Recently I joined an interdisciplinary study group called the 'TMI group', which consists of students from various backgrounds including AI, neuroscience, physics, education studies and philosophy. This group is one of the most enthusiastic study groups I have ever attended, providing actually productive discussions and critical issues.
Last week, I hosted a zoom seminar for this group titled 'Statistical-physics approaches to deep learning: dynamical and structural perspectives (DL x SP)'. I aimed to convey that deep learning can be understood as a 'non-linear many-body system with non-deterministic dynamics', therefore being a legitimate topic of SP.
Even within SP, there are many incommensurable views for the analysis of DL. Some are indeed useful but relatively phenomenological, while others fundamentally tackle the structural aspects of DNNs. Recently, I believe 'disorder' is the most central concept of the SP view of DL.
NNs are highly complex, since they are non-linear combinations of functions with vastly different weights. But they are distinguishable from completely random fields since they learn something and form good representations. They are indeed complex, but they are somehow 'structured' and (especially thanks to the fact that they involves super high-dimensional space) the situation is not so bad.
This subtle regime is effectively tackled by theories developed for disordered systems including replica method. These calculations have been successfully connected to actually important concepts in DL community, such as lazy (kernel) learning versus feature learning, flat minima, linear mode connectivity (for example, see B. L. Annesi et al., "Star-shaped space of solutions of the spherical negative perceptron," Physical Review Letters 131 (2023)).
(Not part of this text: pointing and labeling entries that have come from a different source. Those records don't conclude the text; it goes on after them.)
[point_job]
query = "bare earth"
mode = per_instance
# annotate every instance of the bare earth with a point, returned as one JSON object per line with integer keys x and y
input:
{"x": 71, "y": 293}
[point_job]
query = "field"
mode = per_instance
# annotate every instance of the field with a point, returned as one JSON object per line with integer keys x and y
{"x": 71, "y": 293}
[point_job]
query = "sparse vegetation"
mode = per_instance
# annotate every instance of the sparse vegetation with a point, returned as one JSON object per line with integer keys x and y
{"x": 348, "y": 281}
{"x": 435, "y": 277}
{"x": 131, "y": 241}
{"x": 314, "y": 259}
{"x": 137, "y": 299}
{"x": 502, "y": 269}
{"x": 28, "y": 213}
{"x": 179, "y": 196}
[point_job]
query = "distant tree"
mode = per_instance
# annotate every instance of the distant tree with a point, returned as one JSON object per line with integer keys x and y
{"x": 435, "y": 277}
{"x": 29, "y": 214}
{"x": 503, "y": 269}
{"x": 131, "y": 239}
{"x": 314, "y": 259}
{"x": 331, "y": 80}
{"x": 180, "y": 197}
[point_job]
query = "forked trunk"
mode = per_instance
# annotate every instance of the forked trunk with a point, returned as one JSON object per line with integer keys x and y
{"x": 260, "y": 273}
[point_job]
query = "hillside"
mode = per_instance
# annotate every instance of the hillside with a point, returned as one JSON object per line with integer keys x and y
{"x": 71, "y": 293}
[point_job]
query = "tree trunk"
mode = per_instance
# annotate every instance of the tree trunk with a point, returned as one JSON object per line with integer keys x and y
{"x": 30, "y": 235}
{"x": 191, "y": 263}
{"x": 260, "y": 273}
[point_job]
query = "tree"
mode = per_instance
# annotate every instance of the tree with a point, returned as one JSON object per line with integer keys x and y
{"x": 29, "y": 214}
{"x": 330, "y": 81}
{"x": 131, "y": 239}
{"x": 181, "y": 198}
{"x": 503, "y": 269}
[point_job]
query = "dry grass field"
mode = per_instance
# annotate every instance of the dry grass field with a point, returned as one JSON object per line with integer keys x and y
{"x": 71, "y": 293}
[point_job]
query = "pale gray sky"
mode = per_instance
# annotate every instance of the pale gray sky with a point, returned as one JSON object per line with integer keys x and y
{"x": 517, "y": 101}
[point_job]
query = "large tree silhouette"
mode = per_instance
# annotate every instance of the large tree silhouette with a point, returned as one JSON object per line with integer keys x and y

In fact, this perspective traces back to the ancient era of deep learning. Even at the 1980s and 90s, statistical physicists have focused on analyzing the phase behavior during the learning of multi-layer NNs (including quite practical issues such as teacher-student scenario). The Nobel Prize awarded last year to J. J. Hopfield was a controversial topic among physicists. But one lesser-known fact is that when G. Parisi won the prize in 2021, the citation already referred to AI theory—specifically in relation to his theories on glassy disordered systems and its relevance to DL.
Of course, as one of the TMI group members pointed out, to make these more practically applicable, they must be further refined by scholars in statistical learning theory, and should be integrated with the fields of computational theory and optimization. For example, one may see 'dynamical mean-field theory' approaches by T. Suzuki group (U Tokyo) and how they rigorously explain feature learning and in-context learning.
Next month, I will host a focus review session introducing high-dimensional random geometry (which also employs SP methods for disordered systems) in the context of modern deep learning. It begins with a simple and general geometric problem—separating labeled points (or ellipsoids) with a hyperplane—but ultimately explains the surprising success of modern AI, including few-shot learning and in-context learning.
For the former, see B. Sorscher, S. Ganguli and H Sompolinsky, "Neural representation geometry underlies few-shot concept learning," Prog. Natl. Acad. Sci. 119 (2022). For the latter, see A. J. Wakhloo, T. J. Sussman and SueYeon Chung, "Linear classification of neural manifolds with correlated variability," Phys. Rev. Lett. 131 (2023) and A. Kirsanov, C. N. Chou, Kyunghyun Cho and SueYeon Chung, "The geometry of prompting: Unveiling distinct mechanisms of task adaptation in language models," arXiv:2502.08009 (2025).
On a lighter note, in a KIAS lecture series planned to held at early August this year, Prof. SueYeon Chung is invited as a lecturer. I am looking forward the lecture since it is first time for me to attend Prof. Chung's lecture in-person.